Support vector classifiers are quite similar to logistic regression. This has to do with them having similar loss functions (the functions used to estimate the parameters). In situations where the classes are well separated, SVM (more generally), tend to do better than logistic regression and when they are not well separated, logistic regression tends to do better (James et al., 2013).

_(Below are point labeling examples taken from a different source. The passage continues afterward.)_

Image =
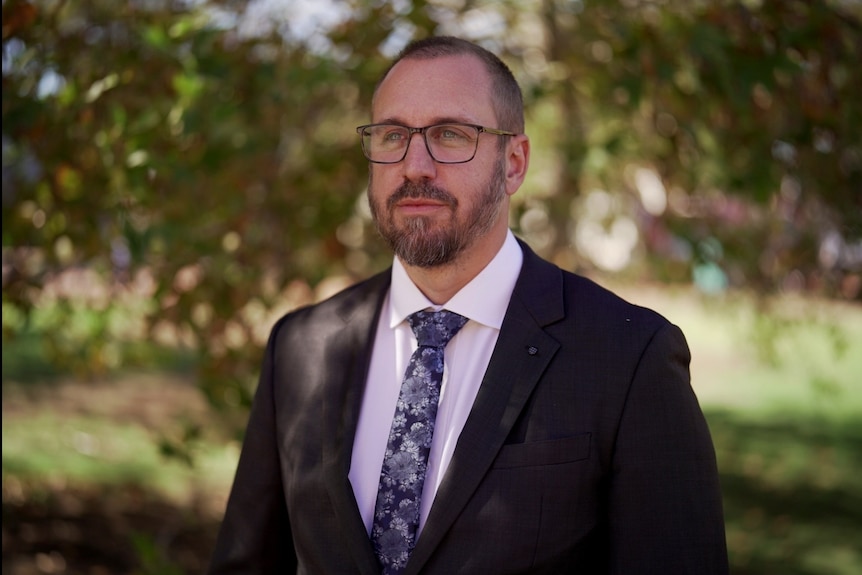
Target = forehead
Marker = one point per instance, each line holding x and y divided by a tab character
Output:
418	92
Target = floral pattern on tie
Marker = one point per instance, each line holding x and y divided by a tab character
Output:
396	514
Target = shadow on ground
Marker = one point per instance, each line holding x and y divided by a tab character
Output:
793	503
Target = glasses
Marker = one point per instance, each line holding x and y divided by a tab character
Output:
447	143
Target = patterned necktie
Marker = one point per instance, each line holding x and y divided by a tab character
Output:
396	515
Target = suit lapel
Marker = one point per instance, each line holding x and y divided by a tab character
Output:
348	356
522	354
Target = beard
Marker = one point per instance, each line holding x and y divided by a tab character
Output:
421	242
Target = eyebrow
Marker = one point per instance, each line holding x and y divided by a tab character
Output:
434	121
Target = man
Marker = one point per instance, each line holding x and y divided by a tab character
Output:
566	438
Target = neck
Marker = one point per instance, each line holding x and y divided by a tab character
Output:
440	283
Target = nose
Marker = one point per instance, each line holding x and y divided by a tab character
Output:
418	163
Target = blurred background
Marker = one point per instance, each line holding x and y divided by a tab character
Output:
178	174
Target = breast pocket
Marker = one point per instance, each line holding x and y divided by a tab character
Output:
539	453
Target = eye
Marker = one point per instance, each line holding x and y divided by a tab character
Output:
451	133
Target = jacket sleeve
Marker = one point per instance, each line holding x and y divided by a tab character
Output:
665	510
255	535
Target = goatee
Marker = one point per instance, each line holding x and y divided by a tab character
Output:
421	241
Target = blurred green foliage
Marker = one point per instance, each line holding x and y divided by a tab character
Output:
172	151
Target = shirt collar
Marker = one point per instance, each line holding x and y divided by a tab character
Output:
484	300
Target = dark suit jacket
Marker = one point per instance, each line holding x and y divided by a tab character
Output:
585	451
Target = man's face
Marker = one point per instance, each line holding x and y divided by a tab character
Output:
429	212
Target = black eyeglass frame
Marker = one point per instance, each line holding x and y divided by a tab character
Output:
410	131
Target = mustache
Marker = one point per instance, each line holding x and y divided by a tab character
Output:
424	190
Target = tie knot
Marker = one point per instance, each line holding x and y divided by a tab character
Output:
435	328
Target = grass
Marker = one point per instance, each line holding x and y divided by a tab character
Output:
780	386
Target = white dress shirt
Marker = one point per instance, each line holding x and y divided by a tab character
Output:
483	302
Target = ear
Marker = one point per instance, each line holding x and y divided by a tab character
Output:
517	162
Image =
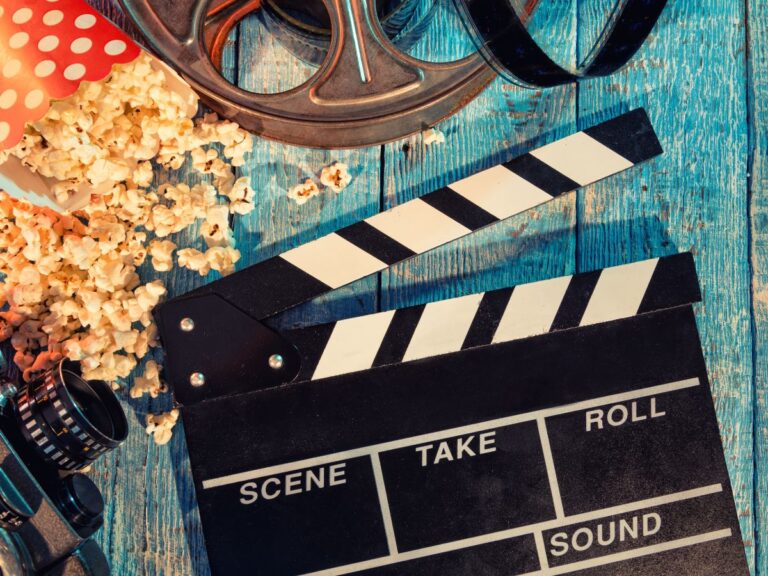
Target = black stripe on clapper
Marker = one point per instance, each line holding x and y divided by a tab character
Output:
310	342
376	243
575	301
674	283
630	135
264	289
458	208
398	336
541	175
487	319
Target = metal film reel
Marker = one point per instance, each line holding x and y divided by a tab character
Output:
366	91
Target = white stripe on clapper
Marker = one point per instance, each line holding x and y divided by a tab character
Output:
353	345
619	292
531	309
541	549
500	192
549	462
386	515
418	226
581	158
443	326
333	260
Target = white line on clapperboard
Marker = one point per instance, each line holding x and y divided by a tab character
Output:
538	529
443	434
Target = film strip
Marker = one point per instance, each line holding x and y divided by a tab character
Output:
488	318
42	408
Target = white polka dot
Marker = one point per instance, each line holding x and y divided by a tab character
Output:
85	21
18	40
45	68
34	99
115	47
53	17
22	15
81	45
7	98
74	72
48	43
11	68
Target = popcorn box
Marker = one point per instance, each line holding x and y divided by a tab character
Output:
48	48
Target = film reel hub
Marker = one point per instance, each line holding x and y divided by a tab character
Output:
366	91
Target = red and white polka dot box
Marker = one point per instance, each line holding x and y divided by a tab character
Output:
47	49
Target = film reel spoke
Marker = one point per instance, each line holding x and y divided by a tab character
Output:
365	92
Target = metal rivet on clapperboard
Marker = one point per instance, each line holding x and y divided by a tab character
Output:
197	379
276	361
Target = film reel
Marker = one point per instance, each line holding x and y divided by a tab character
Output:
366	91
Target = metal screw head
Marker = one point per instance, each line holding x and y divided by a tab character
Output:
276	361
197	379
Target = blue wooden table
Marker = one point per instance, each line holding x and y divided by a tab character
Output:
703	77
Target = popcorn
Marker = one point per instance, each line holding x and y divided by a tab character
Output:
336	176
303	192
149	382
433	136
160	426
240	196
222	259
215	230
162	254
69	284
194	260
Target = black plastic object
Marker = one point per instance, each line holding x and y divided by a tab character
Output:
14	510
226	349
81	504
68	420
509	48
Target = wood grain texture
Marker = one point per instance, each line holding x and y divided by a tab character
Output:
692	77
502	122
758	192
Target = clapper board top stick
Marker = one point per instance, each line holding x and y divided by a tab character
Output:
557	427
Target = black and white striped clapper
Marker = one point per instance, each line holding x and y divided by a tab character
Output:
564	426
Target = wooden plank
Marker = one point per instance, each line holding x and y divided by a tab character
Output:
278	223
691	77
758	187
503	121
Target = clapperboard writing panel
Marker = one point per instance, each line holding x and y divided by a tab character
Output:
570	430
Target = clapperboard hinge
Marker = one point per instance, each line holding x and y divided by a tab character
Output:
237	304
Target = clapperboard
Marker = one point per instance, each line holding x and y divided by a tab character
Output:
564	426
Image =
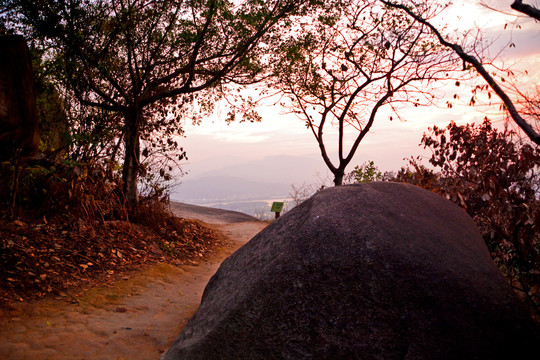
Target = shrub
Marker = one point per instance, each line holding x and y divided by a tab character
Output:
496	179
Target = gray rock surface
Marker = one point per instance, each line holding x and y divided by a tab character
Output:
371	271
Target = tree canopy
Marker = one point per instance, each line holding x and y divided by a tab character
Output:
151	62
342	68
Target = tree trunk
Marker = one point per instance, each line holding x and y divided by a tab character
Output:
132	156
338	177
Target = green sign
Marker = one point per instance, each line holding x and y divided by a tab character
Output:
277	206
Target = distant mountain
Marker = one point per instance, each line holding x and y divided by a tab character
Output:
268	178
280	168
213	188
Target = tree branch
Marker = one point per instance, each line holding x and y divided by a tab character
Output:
526	127
533	12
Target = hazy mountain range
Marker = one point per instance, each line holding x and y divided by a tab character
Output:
239	180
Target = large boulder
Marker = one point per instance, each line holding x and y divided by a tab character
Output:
371	271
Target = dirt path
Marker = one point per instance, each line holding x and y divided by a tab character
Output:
138	318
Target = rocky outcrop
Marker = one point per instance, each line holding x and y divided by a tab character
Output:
371	271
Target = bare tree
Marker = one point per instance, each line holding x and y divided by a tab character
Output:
529	10
477	63
150	61
341	70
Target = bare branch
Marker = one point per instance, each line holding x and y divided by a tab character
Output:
477	64
533	12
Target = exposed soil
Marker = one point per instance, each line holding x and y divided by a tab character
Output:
134	315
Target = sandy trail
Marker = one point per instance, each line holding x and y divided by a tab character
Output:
138	318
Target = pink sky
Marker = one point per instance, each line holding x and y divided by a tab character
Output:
389	141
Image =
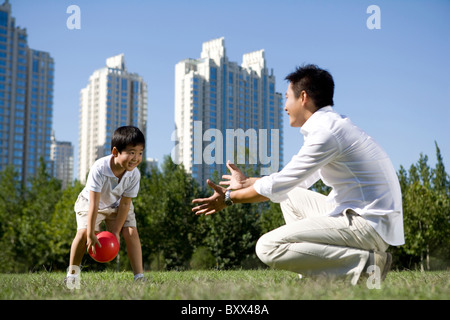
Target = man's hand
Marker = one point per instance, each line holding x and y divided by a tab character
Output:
213	204
237	180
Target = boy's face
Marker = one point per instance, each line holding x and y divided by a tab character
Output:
129	158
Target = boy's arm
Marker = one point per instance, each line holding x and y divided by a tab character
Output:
122	214
92	240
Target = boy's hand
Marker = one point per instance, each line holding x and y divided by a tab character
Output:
116	234
92	240
213	204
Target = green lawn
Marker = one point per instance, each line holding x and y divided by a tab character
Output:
220	285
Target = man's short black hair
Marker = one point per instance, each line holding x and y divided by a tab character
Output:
317	83
127	135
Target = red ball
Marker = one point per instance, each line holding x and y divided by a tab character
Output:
109	249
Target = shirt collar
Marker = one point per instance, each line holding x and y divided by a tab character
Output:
107	171
311	122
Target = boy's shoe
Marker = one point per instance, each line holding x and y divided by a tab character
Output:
72	281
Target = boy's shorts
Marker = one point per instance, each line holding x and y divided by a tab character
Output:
108	215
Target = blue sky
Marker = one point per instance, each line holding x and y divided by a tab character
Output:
393	82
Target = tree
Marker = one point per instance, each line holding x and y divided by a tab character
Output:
11	206
426	212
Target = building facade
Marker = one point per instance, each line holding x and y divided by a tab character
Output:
225	111
26	99
113	97
61	157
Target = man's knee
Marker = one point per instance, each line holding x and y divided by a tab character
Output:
263	249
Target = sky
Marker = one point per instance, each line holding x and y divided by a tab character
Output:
393	82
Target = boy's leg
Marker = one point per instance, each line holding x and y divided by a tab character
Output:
77	249
131	237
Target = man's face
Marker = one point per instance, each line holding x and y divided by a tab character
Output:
294	108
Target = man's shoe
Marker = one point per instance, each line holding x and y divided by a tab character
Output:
383	260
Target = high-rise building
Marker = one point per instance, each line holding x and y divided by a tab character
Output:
26	99
113	98
225	111
62	161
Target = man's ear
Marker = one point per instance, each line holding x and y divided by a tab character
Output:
304	96
115	152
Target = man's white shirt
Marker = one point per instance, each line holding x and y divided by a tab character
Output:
360	173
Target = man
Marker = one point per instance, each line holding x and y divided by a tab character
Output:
344	234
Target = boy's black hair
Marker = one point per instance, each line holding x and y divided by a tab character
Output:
127	135
317	83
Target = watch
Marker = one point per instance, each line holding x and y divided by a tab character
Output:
228	200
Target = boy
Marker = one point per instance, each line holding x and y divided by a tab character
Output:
111	184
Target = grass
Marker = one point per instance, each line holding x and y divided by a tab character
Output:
221	285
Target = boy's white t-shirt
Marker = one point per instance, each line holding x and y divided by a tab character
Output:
102	179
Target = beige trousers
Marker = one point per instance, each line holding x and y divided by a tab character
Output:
312	243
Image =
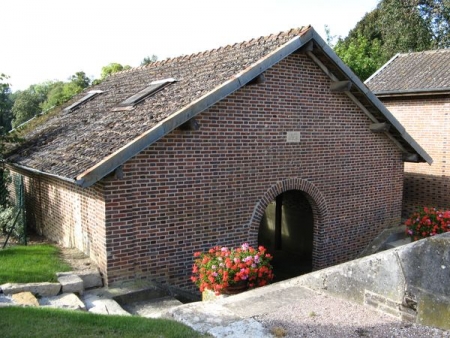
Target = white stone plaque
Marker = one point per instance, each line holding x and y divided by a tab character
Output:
293	137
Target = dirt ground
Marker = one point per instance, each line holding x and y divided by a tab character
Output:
74	257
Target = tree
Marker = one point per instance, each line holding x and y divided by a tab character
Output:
395	26
80	80
111	69
108	70
364	57
436	13
5	105
149	59
26	105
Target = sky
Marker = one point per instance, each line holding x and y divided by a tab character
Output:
49	40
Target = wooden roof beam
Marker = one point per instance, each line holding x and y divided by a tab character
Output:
340	86
354	99
379	127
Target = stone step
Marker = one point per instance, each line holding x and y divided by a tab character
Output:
37	289
397	243
91	278
69	301
105	306
152	308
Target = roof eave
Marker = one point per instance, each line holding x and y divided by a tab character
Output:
39	172
374	100
413	92
110	163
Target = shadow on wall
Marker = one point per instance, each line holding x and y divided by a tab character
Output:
59	213
409	282
286	230
425	191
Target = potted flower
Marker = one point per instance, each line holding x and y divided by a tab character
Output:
221	269
427	222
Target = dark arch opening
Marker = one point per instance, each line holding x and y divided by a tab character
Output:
286	230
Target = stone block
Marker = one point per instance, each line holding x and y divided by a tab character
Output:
37	289
91	278
68	301
105	306
71	284
25	298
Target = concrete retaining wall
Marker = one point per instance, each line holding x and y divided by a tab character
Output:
411	282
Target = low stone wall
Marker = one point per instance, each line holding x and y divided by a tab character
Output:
411	282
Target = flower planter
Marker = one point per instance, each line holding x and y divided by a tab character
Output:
239	287
242	267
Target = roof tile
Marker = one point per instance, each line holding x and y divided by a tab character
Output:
420	71
69	144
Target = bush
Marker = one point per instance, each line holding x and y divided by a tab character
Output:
427	222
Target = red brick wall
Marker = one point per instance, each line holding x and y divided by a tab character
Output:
427	120
195	189
66	214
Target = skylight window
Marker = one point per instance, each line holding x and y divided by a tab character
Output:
152	88
89	96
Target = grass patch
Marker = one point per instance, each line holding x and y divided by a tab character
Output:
30	264
39	322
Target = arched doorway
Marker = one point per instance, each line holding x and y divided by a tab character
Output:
287	231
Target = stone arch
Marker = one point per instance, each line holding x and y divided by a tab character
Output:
319	209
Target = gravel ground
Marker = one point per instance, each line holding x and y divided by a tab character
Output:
325	316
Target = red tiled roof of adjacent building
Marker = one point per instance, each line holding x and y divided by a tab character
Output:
427	71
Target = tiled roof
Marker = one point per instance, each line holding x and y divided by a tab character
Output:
413	72
69	144
86	143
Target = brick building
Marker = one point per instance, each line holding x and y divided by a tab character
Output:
415	87
272	140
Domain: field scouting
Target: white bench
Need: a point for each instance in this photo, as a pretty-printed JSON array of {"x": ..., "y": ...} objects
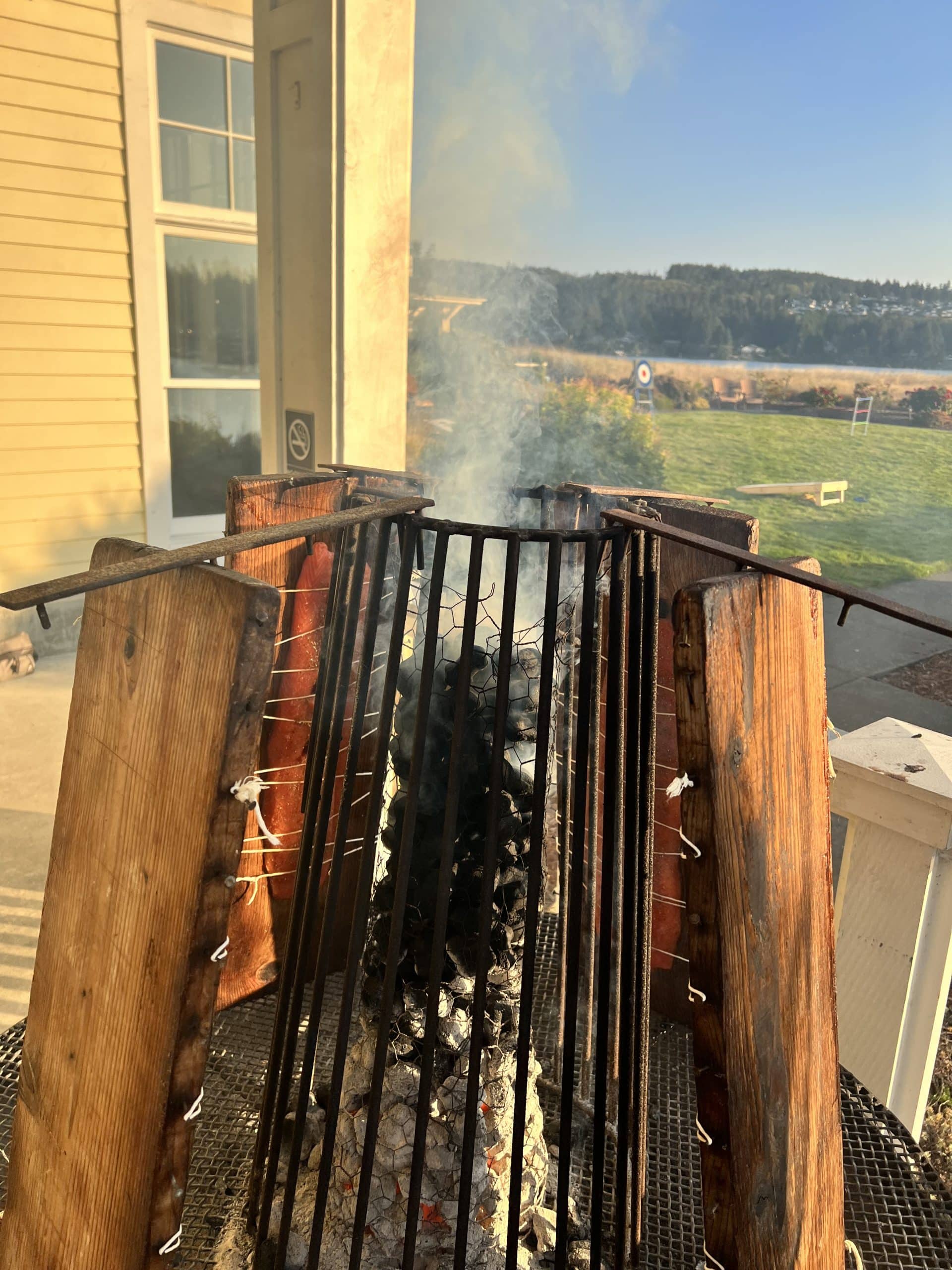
[
  {"x": 894, "y": 908},
  {"x": 822, "y": 492}
]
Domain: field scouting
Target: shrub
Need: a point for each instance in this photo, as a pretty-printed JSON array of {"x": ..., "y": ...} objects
[
  {"x": 924, "y": 402},
  {"x": 774, "y": 388},
  {"x": 595, "y": 436}
]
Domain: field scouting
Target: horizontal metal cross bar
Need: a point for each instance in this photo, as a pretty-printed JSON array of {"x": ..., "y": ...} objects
[
  {"x": 776, "y": 568},
  {"x": 157, "y": 561}
]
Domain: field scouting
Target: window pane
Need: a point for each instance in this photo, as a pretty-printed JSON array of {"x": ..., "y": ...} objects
[
  {"x": 191, "y": 87},
  {"x": 214, "y": 434},
  {"x": 194, "y": 167},
  {"x": 212, "y": 294},
  {"x": 244, "y": 160},
  {"x": 243, "y": 98}
]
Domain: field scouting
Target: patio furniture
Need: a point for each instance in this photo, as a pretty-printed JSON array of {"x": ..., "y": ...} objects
[{"x": 821, "y": 492}]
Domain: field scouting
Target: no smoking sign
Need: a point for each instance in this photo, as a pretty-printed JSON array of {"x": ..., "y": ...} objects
[{"x": 298, "y": 440}]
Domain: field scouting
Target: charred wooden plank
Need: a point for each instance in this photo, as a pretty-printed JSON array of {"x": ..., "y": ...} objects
[
  {"x": 146, "y": 842},
  {"x": 752, "y": 728}
]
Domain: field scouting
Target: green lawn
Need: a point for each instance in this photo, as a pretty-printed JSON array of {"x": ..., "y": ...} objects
[{"x": 903, "y": 529}]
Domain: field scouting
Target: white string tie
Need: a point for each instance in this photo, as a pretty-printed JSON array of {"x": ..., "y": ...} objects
[
  {"x": 259, "y": 878},
  {"x": 688, "y": 844},
  {"x": 196, "y": 1109},
  {"x": 248, "y": 790},
  {"x": 172, "y": 1245},
  {"x": 678, "y": 785}
]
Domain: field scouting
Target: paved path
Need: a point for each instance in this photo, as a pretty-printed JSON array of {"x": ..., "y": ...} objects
[
  {"x": 870, "y": 645},
  {"x": 33, "y": 714},
  {"x": 33, "y": 728}
]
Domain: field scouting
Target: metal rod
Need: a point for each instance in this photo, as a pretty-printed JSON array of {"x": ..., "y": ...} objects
[
  {"x": 592, "y": 859},
  {"x": 330, "y": 902},
  {"x": 399, "y": 905},
  {"x": 342, "y": 558},
  {"x": 534, "y": 898},
  {"x": 328, "y": 674},
  {"x": 778, "y": 570},
  {"x": 610, "y": 846},
  {"x": 155, "y": 561},
  {"x": 466, "y": 529},
  {"x": 316, "y": 821},
  {"x": 441, "y": 920},
  {"x": 490, "y": 860},
  {"x": 575, "y": 899},
  {"x": 647, "y": 865},
  {"x": 365, "y": 882}
]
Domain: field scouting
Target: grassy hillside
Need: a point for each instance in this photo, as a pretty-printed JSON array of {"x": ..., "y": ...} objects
[{"x": 903, "y": 526}]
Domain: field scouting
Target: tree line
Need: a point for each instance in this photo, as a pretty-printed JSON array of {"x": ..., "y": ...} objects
[{"x": 705, "y": 312}]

Let’s compare logistic regression to the support vector classier. We’ll begin by fitting the model
lr_fit <- glm(science_tr ~ reading + math + grade1 + computer + own.room + ESCS +
EMOSUPS + COOPERATE,
data = train,
family = "binomial")
and then viewing the coefficients.
coef(lr_fit)
(Intercept) reading math grade1 computer own.room
34.92263354 -0.03862266 -0.04140528 -0.14934789 0.07882287 0.23195757
ESCS EMOSUPS COOPERATE
-0.10357636 -0.00733228 -0.08985897
How does it do relative to our best support vector classifier on the training and the testing data sets? For the training data set:
lr_train <- table(train$science_tr,
round(predict(lr_fit, type = "response")))
lr_train
0 1
High 1421 157
Low 133 1251
eval_classifier(lr_train)
accuracy sensitivity specificity
1 0.9020932 0.900507 0.9039017
and then for the testing data set:
lr_test <- table(test$science_tr,
round(predict(lr_fit, newdata = test, type = "response")))
lr_test
0 1
High 625 51
Low 46 546
eval_classifier(lr_test)
accuracy sensitivity specificity
1 0.9235016 0.9245562 0.9222973
Equivalent out to the hundredths place. Either model would be fine here.